Certification Authority Authorization Record (CAA)

Controls which Certificate Authorities are permitted to issue SSL/TLS certificates for your domain.

Standards: RFC 8659

What is a DNS CAA record?

CAA (Certification Authority Authorization) records let domain owners restrict which Certificate Authorities (CAs) can issue TLS/SSL certificates for their domain. Before issuing a certificate, CAs must check the domain's CAA records and comply. If the CA is not listed, it must refuse to issue. CAA records use three tags: "issue" (permits certificate issuance), "issuewild" (permits wildcard certificates), and "iodef" (specifies a URL or email for violation reports). If no CAA record exists, any CA may issue certificates. CAA records are a defence-in-depth measure against misissuance.
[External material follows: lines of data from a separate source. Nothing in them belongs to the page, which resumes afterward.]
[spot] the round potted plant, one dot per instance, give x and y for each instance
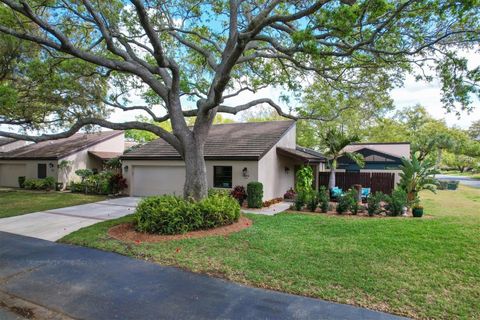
(417, 211)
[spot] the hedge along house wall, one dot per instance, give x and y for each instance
(378, 181)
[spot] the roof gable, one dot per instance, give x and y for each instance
(371, 155)
(398, 149)
(56, 149)
(234, 141)
(5, 141)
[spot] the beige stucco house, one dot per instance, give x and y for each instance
(235, 154)
(379, 157)
(42, 159)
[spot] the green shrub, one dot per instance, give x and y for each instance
(40, 184)
(345, 203)
(48, 183)
(304, 179)
(32, 184)
(167, 215)
(373, 202)
(312, 200)
(396, 202)
(323, 199)
(173, 215)
(21, 182)
(218, 210)
(77, 187)
(222, 192)
(355, 206)
(299, 201)
(84, 173)
(255, 194)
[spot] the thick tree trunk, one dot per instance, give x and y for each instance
(331, 180)
(196, 185)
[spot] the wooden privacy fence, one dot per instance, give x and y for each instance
(378, 181)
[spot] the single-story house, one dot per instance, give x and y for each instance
(41, 160)
(379, 157)
(8, 144)
(235, 154)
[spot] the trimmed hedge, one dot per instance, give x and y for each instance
(254, 194)
(173, 215)
(40, 184)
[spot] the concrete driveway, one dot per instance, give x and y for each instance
(465, 180)
(54, 224)
(84, 283)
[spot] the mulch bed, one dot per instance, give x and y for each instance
(126, 232)
(359, 215)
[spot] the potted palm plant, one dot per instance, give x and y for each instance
(416, 176)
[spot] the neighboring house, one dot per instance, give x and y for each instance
(41, 159)
(235, 154)
(8, 144)
(379, 157)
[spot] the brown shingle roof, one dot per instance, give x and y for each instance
(4, 141)
(242, 141)
(56, 149)
(105, 155)
(301, 153)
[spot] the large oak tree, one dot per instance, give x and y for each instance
(191, 58)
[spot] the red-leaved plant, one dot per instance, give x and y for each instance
(290, 194)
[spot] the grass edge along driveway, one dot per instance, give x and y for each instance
(15, 202)
(422, 268)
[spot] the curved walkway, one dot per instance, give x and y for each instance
(84, 283)
(56, 223)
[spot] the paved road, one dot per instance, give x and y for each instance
(91, 284)
(8, 315)
(55, 224)
(463, 180)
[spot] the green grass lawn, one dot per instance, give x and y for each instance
(14, 202)
(422, 268)
(466, 174)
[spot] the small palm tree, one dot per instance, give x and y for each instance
(416, 176)
(335, 142)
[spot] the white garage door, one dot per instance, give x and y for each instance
(9, 174)
(157, 180)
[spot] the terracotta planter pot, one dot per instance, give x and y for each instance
(417, 212)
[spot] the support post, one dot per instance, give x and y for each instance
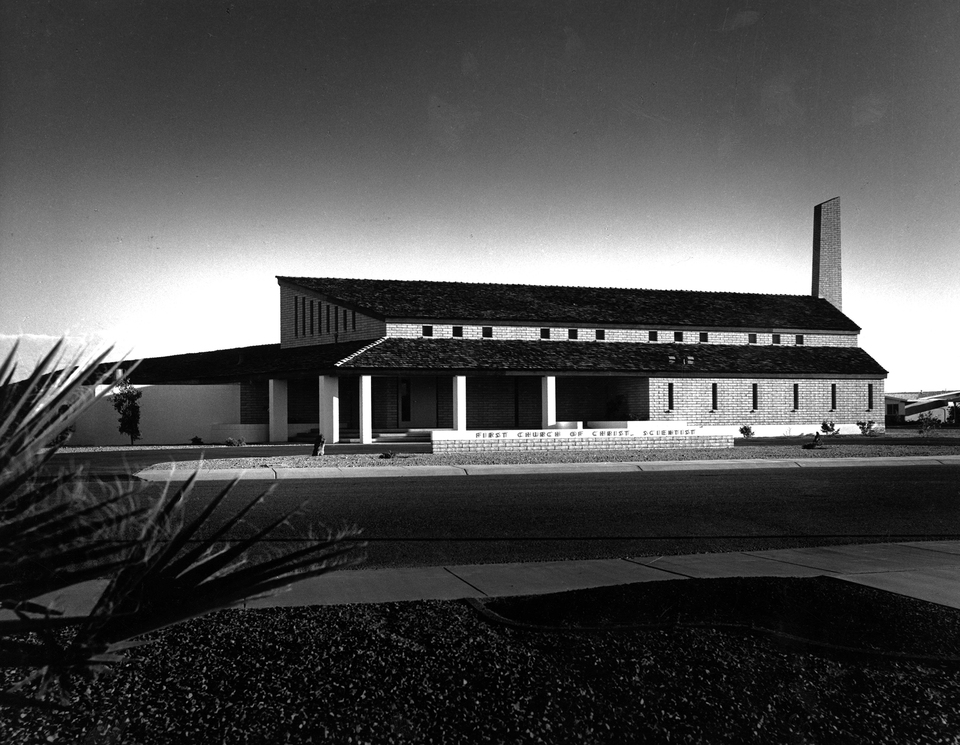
(330, 408)
(366, 410)
(278, 431)
(459, 402)
(548, 400)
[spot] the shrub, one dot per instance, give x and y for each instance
(868, 428)
(160, 570)
(927, 423)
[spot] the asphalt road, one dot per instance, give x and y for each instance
(434, 521)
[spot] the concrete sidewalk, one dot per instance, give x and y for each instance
(924, 570)
(269, 473)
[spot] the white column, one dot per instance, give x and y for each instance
(459, 402)
(330, 408)
(366, 410)
(278, 411)
(548, 400)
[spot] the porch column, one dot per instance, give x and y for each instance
(278, 411)
(459, 402)
(366, 411)
(330, 408)
(548, 400)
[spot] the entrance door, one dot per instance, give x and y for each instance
(417, 405)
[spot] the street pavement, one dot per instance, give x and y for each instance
(926, 570)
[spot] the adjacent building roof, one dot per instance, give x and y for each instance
(488, 356)
(406, 299)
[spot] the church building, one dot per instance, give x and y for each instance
(373, 360)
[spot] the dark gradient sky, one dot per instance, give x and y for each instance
(161, 162)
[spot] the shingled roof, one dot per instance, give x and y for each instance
(479, 357)
(406, 299)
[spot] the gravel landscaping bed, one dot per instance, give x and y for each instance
(785, 452)
(442, 672)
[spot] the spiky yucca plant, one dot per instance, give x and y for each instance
(58, 532)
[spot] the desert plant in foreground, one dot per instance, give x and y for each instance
(158, 569)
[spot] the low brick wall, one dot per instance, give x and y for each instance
(487, 445)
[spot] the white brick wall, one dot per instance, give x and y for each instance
(665, 336)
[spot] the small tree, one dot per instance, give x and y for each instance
(126, 400)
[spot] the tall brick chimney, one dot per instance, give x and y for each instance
(826, 252)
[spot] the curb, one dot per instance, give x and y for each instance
(336, 472)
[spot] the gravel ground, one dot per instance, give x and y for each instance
(793, 452)
(440, 672)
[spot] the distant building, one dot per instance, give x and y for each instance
(362, 359)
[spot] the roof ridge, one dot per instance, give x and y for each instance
(554, 286)
(360, 351)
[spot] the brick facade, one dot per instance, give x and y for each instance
(512, 332)
(693, 401)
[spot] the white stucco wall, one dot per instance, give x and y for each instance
(169, 415)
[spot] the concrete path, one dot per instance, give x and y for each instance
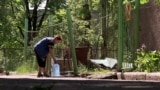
(31, 82)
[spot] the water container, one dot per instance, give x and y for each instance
(55, 70)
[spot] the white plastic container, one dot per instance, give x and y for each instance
(55, 70)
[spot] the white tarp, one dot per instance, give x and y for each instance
(108, 62)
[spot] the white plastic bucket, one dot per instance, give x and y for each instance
(55, 70)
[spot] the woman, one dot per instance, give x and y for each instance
(43, 48)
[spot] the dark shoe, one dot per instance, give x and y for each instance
(46, 75)
(40, 75)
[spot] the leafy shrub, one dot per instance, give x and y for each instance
(147, 61)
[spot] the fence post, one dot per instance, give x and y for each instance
(120, 34)
(71, 39)
(25, 38)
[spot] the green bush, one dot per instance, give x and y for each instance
(147, 61)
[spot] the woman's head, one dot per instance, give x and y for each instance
(58, 38)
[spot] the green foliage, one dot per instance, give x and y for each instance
(147, 61)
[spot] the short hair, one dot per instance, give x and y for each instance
(58, 37)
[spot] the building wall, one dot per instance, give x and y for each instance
(150, 25)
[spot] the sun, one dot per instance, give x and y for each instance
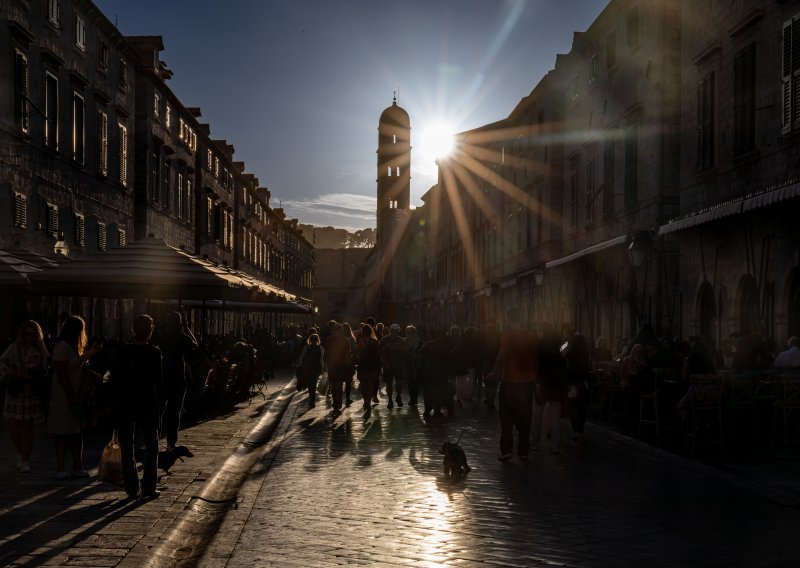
(436, 141)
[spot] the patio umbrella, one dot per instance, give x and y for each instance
(17, 264)
(148, 269)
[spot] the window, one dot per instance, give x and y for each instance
(181, 201)
(53, 11)
(632, 167)
(154, 177)
(611, 49)
(791, 75)
(573, 192)
(705, 122)
(21, 91)
(80, 33)
(123, 154)
(102, 143)
(189, 199)
(20, 211)
(209, 216)
(51, 223)
(102, 54)
(79, 236)
(609, 180)
(633, 26)
(165, 178)
(51, 111)
(78, 128)
(590, 193)
(123, 75)
(101, 237)
(744, 100)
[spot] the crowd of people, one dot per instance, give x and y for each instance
(533, 377)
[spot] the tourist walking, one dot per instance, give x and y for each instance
(338, 360)
(515, 369)
(136, 376)
(369, 365)
(176, 341)
(393, 356)
(23, 363)
(551, 390)
(67, 414)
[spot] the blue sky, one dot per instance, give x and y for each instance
(297, 86)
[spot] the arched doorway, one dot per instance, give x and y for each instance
(749, 312)
(705, 310)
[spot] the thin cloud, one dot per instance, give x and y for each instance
(345, 210)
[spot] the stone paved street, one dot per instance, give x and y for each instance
(349, 491)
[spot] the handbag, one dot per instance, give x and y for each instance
(110, 468)
(322, 385)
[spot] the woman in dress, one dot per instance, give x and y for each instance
(65, 420)
(24, 359)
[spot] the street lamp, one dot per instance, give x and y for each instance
(538, 275)
(61, 247)
(640, 245)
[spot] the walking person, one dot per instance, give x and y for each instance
(176, 342)
(22, 409)
(489, 348)
(578, 356)
(515, 369)
(310, 365)
(414, 343)
(552, 389)
(393, 356)
(338, 360)
(347, 330)
(433, 369)
(136, 376)
(368, 351)
(67, 416)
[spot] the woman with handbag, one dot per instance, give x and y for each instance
(67, 413)
(22, 364)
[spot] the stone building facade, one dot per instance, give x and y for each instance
(650, 178)
(96, 150)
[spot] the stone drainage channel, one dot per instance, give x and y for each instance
(188, 541)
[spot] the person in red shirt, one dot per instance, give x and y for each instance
(515, 369)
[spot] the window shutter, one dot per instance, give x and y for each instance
(80, 230)
(102, 143)
(123, 155)
(20, 211)
(52, 221)
(101, 236)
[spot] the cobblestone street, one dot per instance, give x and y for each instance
(354, 491)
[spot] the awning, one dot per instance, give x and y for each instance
(704, 216)
(771, 197)
(143, 269)
(620, 240)
(730, 208)
(16, 264)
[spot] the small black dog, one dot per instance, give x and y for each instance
(455, 460)
(166, 458)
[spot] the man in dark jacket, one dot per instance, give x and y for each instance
(136, 377)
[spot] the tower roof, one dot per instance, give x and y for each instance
(395, 115)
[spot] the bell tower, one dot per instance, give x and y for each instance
(394, 172)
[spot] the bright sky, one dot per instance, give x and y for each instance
(297, 86)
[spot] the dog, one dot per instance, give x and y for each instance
(166, 458)
(455, 460)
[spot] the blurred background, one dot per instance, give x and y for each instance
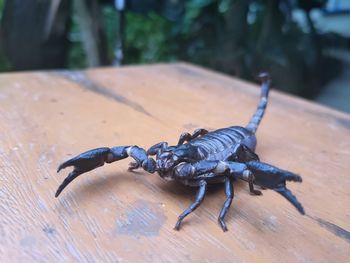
(304, 44)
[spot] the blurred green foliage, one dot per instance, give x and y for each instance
(238, 37)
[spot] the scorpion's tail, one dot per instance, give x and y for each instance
(259, 113)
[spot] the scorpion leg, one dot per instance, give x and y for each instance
(259, 173)
(251, 187)
(199, 198)
(187, 136)
(229, 197)
(271, 177)
(92, 159)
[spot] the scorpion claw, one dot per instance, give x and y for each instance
(82, 163)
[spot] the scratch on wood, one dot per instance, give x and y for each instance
(337, 230)
(144, 218)
(84, 81)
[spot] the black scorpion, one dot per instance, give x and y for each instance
(220, 156)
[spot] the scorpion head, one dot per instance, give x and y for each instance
(166, 161)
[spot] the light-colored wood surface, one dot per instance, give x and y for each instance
(111, 215)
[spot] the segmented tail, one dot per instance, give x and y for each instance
(259, 113)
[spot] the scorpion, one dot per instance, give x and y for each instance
(199, 159)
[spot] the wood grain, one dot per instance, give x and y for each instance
(110, 215)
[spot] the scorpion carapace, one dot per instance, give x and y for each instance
(199, 159)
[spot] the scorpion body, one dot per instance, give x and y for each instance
(199, 159)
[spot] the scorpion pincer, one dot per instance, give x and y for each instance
(202, 158)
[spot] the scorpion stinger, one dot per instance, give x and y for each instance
(199, 159)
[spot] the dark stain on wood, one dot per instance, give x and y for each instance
(142, 219)
(84, 81)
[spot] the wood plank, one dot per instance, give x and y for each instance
(111, 215)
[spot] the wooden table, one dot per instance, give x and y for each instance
(110, 215)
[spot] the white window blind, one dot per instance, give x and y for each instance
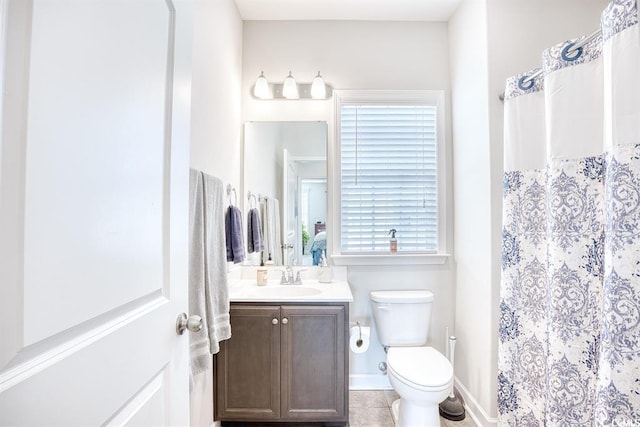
(389, 175)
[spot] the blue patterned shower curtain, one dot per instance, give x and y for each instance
(569, 338)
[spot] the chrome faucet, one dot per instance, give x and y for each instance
(287, 277)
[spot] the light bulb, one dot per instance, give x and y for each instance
(290, 88)
(318, 88)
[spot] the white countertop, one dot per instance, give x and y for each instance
(247, 290)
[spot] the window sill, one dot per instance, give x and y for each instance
(399, 259)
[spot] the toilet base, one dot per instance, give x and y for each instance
(406, 414)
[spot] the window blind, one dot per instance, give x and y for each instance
(388, 178)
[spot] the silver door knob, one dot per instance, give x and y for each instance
(192, 323)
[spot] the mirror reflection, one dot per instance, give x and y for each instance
(285, 179)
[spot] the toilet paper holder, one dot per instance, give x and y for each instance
(359, 342)
(359, 337)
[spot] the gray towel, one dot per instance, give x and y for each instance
(234, 237)
(208, 286)
(254, 232)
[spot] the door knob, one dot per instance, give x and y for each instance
(192, 323)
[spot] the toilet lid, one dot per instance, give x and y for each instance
(423, 366)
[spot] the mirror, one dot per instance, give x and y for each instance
(285, 171)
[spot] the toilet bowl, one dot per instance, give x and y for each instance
(420, 374)
(423, 378)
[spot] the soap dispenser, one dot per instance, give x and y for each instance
(326, 273)
(393, 242)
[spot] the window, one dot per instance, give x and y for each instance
(389, 146)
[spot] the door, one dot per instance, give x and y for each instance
(290, 232)
(93, 211)
(315, 360)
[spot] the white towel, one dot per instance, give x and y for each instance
(208, 287)
(271, 230)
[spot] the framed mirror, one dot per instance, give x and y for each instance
(285, 179)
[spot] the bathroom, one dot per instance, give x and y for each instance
(470, 56)
(468, 52)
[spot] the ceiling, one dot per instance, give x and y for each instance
(355, 10)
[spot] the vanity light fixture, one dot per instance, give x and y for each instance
(290, 89)
(261, 88)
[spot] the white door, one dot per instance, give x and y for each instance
(93, 211)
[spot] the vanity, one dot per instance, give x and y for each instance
(287, 359)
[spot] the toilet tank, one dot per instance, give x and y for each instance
(402, 317)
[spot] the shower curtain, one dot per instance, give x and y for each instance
(569, 330)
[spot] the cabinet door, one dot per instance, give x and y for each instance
(248, 366)
(313, 363)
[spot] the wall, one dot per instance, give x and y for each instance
(355, 55)
(491, 40)
(215, 126)
(217, 70)
(472, 191)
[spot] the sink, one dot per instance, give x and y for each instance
(286, 291)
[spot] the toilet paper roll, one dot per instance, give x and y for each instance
(359, 338)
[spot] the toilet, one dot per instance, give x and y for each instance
(421, 375)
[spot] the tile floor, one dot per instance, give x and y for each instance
(372, 408)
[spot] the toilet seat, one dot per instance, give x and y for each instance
(423, 368)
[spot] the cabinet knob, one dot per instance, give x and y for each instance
(192, 323)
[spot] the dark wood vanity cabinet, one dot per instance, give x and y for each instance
(284, 363)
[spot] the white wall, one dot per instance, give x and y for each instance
(217, 69)
(491, 40)
(472, 191)
(215, 126)
(355, 55)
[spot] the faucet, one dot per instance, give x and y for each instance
(287, 276)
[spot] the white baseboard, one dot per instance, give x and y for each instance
(381, 382)
(473, 408)
(369, 382)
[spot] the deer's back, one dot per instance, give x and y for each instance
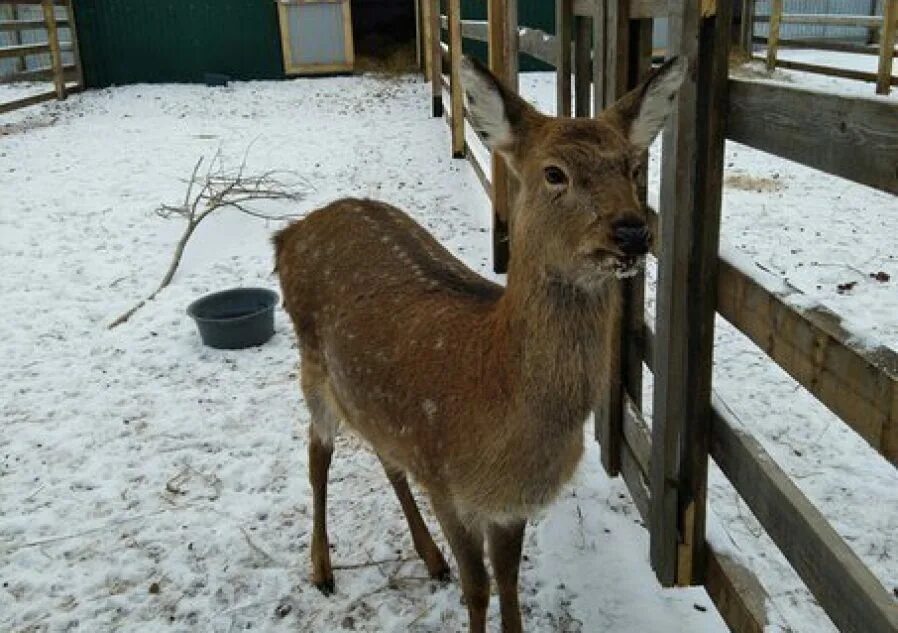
(362, 255)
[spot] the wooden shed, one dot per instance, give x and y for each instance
(133, 41)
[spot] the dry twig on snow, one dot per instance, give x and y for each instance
(219, 189)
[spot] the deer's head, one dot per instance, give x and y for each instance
(577, 217)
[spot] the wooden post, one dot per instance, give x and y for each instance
(747, 29)
(76, 49)
(617, 51)
(503, 61)
(887, 46)
(609, 415)
(11, 12)
(425, 50)
(691, 183)
(632, 338)
(455, 87)
(436, 59)
(773, 35)
(600, 46)
(582, 66)
(55, 54)
(564, 17)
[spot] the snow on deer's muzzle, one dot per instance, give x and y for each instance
(633, 238)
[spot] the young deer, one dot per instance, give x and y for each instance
(479, 393)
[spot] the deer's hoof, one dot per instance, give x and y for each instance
(442, 574)
(325, 586)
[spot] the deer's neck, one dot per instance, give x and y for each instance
(559, 337)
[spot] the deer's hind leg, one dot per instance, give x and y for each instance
(424, 545)
(325, 419)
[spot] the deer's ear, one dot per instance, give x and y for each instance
(498, 115)
(643, 110)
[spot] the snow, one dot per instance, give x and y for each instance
(150, 482)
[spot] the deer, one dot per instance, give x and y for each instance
(477, 392)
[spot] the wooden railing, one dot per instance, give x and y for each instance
(886, 25)
(665, 466)
(66, 78)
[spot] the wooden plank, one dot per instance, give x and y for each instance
(500, 49)
(582, 66)
(609, 417)
(638, 9)
(564, 16)
(16, 36)
(848, 592)
(617, 30)
(855, 382)
(76, 48)
(887, 46)
(692, 175)
(747, 27)
(24, 49)
(455, 94)
(636, 482)
(55, 53)
(737, 594)
(599, 54)
(825, 45)
(851, 137)
(44, 73)
(436, 56)
(25, 25)
(9, 106)
(533, 42)
(426, 52)
(832, 71)
(830, 19)
(633, 314)
(736, 591)
(637, 435)
(776, 14)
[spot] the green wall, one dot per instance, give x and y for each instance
(155, 41)
(539, 14)
(133, 41)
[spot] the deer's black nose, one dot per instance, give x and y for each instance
(631, 236)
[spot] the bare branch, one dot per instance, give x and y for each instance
(220, 189)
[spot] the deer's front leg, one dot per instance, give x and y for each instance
(505, 544)
(467, 545)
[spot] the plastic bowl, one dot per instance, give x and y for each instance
(235, 318)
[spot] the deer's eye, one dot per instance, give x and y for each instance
(555, 175)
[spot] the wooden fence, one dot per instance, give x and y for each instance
(665, 466)
(66, 78)
(886, 25)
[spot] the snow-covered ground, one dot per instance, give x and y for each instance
(150, 482)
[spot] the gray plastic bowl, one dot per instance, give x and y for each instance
(235, 318)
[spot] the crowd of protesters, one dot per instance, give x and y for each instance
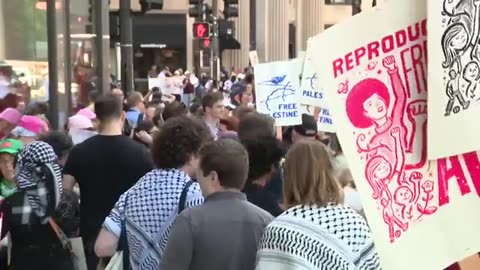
(177, 182)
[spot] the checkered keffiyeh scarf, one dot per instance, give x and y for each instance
(39, 176)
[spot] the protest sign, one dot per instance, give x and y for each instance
(420, 212)
(253, 58)
(311, 93)
(454, 77)
(276, 84)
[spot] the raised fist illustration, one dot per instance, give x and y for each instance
(389, 62)
(395, 131)
(417, 110)
(416, 176)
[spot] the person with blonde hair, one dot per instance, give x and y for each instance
(317, 231)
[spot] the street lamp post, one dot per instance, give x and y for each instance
(126, 44)
(52, 63)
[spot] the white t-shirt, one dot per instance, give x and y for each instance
(176, 85)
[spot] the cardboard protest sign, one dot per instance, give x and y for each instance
(276, 84)
(454, 77)
(420, 212)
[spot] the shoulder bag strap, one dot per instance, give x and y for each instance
(64, 240)
(123, 241)
(183, 196)
(158, 238)
(140, 118)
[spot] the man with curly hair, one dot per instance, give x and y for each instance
(146, 212)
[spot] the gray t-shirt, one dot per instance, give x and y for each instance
(223, 233)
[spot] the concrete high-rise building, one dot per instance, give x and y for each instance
(276, 29)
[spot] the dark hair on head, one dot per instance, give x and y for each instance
(241, 111)
(173, 109)
(210, 99)
(93, 95)
(157, 116)
(178, 140)
(133, 99)
(229, 159)
(256, 125)
(108, 107)
(60, 142)
(264, 154)
(157, 95)
(231, 123)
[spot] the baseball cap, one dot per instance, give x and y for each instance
(87, 112)
(79, 122)
(10, 146)
(11, 115)
(308, 126)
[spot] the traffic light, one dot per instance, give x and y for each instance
(90, 11)
(201, 30)
(147, 5)
(230, 8)
(206, 43)
(196, 8)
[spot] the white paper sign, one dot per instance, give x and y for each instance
(253, 58)
(453, 77)
(276, 84)
(311, 93)
(163, 83)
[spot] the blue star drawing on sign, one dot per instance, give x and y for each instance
(282, 89)
(312, 79)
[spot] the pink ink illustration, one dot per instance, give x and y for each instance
(343, 87)
(391, 219)
(393, 146)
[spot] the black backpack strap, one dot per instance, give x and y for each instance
(183, 196)
(123, 242)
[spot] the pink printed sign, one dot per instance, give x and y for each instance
(376, 85)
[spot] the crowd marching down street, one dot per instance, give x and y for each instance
(155, 184)
(324, 161)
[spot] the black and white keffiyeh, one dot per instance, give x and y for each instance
(39, 176)
(148, 209)
(320, 238)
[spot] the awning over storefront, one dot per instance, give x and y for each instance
(158, 31)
They work alongside Certificate Transparency (CT) logs to detect unauthorised certificates.

Record Structure

FieldDescription
NameThe domain name, e.g. example.com
TTLTime to live
ClassIN
TypeCAA
Flags0 (non-critical) or 128 (critical — fail if tag unrecognised)
Tag"issue", "issuewild", or "iodef"
ValueCA domain (e.g. "letsencrypt.org") or contact URL/email

Examples

Allow Let's Encrypt only
example.com. 3600 IN CAA 0 issue "letsencrypt.org"
Allow Let's Encrypt + DigiCert
example.com. 3600 IN CAA 0 issue "letsencrypt.org"
example.com. 3600 IN CAA 0 issue "digicert.com"
Deny all wildcard certs
example.com. 3600 IN CAA 0 issuewild ";"
Violation reports
example.com. 3600 IN CAA 0 iodef "mailto:security@example.com"

Common Issues & Fixes

Certificate issuance blocked by CAA record

Your CA cannot issue a certificate because the CAA record does not list it.

Fix: Add a CAA record authorising your CA, e.g. 0 issue "your-ca.com".